Conclusion: PASS on participation. VW spread compressed (0.37 bps) due to skew-boosted large sell fills at tight adjusted offset. Identified tradeoff: more fills, lower quality per fill. Skew cap adjustment needed to protect spread floor.

Phase 5C.4 — Skew Cap Reduction: 12 → 10 bps¶

Control variable: max_skew_bps 12 → 10 Config: ask=14, bid=10, drift=0.65, skew_cap=10, size=10 Rationale: Restores minimum adjusted sell floor from 2 bps (ask=14 − skew=12) to 4 bps (ask=14 − skew=10) — same floor as the validated Phase 5A baseline. Result:

Metric	Skew cap 12	Skew cap 10
Fills	23	11
Buy / Sell	6 / 17	6 / 5
VW spread	+0.37 bps	+1.22 bps
Avg spread	+6.58 bps	+1.19 bps
Inventory	53.3% XRP	49.1% XRP (neutral)

Avg ≈ VW → no weighting distortion, fills consistent quality
Inventory returned to near-perfect neutral
Fill count decreased but remains above baseline (7)
No churn, no anomalies, no toxicity

Conclusion: PASS. First configuration simultaneously achieving positive VW spread, reasonable fill count, neutral inventory, and stable behavior. First candidate working baseline.

Nuance: Sell often sitting at ~15 bps (slight negative skew throughout session) — true 14 bps sell regime not fully exercised under positive skew conditions. Confirmation run required.

Decision: Do not tune further. Run confirmation session (Phase 5C.5) at identical parameters before any next variable change.

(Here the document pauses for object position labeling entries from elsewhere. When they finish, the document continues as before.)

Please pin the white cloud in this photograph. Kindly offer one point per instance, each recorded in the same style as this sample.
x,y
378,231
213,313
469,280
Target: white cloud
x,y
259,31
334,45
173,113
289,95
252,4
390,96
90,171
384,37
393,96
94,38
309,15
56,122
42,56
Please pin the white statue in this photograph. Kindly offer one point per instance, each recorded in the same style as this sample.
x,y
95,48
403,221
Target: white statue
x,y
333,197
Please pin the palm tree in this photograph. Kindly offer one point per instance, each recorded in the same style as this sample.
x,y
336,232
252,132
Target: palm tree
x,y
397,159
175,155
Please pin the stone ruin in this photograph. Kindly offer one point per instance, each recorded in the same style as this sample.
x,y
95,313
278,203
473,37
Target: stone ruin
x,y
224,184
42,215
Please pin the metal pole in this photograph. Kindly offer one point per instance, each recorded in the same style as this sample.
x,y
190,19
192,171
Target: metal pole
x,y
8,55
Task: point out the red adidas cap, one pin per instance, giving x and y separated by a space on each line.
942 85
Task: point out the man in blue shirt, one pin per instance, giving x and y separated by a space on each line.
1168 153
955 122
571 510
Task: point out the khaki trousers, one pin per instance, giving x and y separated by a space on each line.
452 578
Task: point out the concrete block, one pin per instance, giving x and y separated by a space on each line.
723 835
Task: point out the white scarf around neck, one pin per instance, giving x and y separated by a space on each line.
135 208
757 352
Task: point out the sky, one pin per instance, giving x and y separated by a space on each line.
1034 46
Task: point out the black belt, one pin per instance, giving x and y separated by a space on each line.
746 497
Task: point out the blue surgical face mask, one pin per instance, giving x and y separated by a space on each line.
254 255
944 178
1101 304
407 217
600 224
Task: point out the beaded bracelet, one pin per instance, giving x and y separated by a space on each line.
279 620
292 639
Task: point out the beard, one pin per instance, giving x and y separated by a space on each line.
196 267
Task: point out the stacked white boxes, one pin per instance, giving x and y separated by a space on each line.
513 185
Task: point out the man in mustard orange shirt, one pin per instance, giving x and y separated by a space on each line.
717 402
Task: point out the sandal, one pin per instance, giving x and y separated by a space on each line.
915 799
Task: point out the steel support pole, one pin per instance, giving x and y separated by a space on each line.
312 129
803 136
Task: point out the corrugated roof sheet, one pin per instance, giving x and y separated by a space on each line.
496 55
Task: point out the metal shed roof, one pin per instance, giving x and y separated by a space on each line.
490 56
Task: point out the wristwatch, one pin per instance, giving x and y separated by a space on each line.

Phase 5C.5 — Confirmation Run 1¶

Config (unchanged): ask=14, bid=10, drift=0.65, skew_cap=10, size=10 Result: - 11 fills | 6 buy / 5 sell | VW spread +1.22 bps | Avg +1.19 bps - Ending inventory: 49.1% XRP (neutral) | Toxic: 0 - Slight negative skew throughout (~-1 bps) → sell sat at ~15 bps effective, not true 14 bps - 4 bps floor (positive skew stress case) was NOT exercised this session

Conclusion: Provisional PASS. Reproducibility confirmed for neutral-skew regime. Positive-skew stress case unobserved. Second confirmation run needed.

Phase 5C.6 — Confirmation Run 2¶

Config (unchanged): ask=14, bid=10, drift=0.65, skew_cap=10, size=10 Result: - 22 fills | 10 buy / 12 sell | VW spread -0.83 bps | Avg -0.56 bps - Ending inventory: ~44% XRP (moderate RLUSD bias) | Toxic: 0 - SELL effective offset reached 23+ bps → market trending down, stale floor orders only fill on reversion - Buy fills into falling market at above-current-mid prices → negative realized spread on buys - No mechanical issues — execution layer clean

Key finding: Same config, opposite market path → regime-split confirmed.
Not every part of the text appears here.